Web Scraping 101

Published on 09/26/2021 07:15 PM by Eph Baum

So, listen, sometimes you needs to scrape some data, right?

Like, okay, let’s say you’re looking to build a list of folks to email from some public page, and you’re thinking, “boy it would be nice to do with with having to copy and paste each one”.

Mayhaps you also have a contact system or maybe you drop all in a BCC field on an email and tell a bunch of people about your interest in connecting with them and why.

You’re reasons are for you. Don’t be evil, please.

Anyway, here’s what you might do:

Let’s assume an html structure for visualizations’ sake.

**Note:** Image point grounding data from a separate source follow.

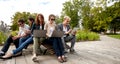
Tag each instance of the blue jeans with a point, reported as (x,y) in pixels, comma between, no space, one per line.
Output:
(57,45)
(22,45)
(8,42)
(23,39)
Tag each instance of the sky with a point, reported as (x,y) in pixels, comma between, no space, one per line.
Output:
(46,7)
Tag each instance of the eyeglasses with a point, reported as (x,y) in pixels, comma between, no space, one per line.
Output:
(52,19)
(19,24)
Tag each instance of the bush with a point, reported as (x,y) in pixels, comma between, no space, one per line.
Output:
(2,37)
(86,36)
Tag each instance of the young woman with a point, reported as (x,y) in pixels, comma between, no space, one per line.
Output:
(50,26)
(22,44)
(39,25)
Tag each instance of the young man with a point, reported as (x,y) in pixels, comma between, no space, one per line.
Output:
(67,37)
(15,39)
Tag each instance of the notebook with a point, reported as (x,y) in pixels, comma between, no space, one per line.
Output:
(42,33)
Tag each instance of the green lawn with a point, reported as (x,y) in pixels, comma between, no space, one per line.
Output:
(115,36)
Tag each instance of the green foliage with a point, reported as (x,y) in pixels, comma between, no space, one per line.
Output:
(71,9)
(2,37)
(14,33)
(115,36)
(86,36)
(18,15)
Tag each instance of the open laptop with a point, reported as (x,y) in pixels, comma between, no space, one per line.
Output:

<a class="important-email-contact"
   href="mailto:someone@example.com"
   data-label="...

This is nice because there’s an easy way to grab them through something like $('important-email-contact') on the console, but even if there isn’t a convenient class, in this care they all share the characteristic of pointing at a mailto: URI, so you should still be able to use some method to iterate through the DOM nodes.

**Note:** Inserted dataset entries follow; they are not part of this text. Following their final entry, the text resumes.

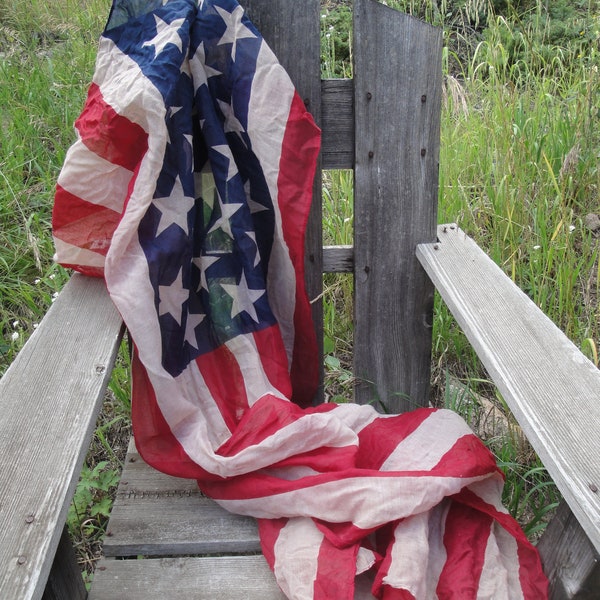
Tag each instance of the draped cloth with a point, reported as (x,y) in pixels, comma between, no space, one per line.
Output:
(188,189)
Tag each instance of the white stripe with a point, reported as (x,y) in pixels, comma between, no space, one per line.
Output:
(94,179)
(357,416)
(73,255)
(441,430)
(200,417)
(126,89)
(268,110)
(418,553)
(410,555)
(500,574)
(256,382)
(364,501)
(296,558)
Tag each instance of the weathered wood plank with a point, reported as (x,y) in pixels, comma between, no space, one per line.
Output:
(398,81)
(549,385)
(65,580)
(292,30)
(158,515)
(570,561)
(49,400)
(205,578)
(337,107)
(338,259)
(201,578)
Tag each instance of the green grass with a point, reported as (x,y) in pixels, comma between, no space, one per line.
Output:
(518,171)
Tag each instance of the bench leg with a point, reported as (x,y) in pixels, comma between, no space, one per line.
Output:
(570,561)
(65,581)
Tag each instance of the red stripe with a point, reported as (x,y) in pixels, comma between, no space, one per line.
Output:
(385,543)
(382,436)
(466,536)
(153,437)
(296,173)
(468,457)
(534,583)
(268,531)
(82,223)
(267,416)
(110,135)
(223,376)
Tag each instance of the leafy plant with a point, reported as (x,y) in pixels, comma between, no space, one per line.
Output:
(91,504)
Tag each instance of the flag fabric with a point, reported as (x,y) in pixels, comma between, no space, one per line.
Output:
(188,189)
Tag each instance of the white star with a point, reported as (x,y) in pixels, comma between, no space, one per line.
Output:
(174,208)
(243,298)
(172,298)
(227,211)
(192,322)
(236,30)
(166,33)
(190,155)
(252,236)
(203,263)
(226,151)
(231,122)
(201,72)
(252,204)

For me I could build a simple list of the emails with a simple one liner:

copy(
    $('.important-email-contact')
        .map((i, e) => { 
            return e.href.substr(7); 
    });
);

The above is a pretty well optimized for my use case that gets the list of nodes I’m looking for, then gets the href content of every element and cuts the string off after mailto: in each result and then returns it as an object that I copy to the system’s clipboard.

In my case I then I’ll fire up nvim and maybe lop the top and bottom of the object and then a couple quick search and replace commands will have a cleaned up list I can paste somewhere useful.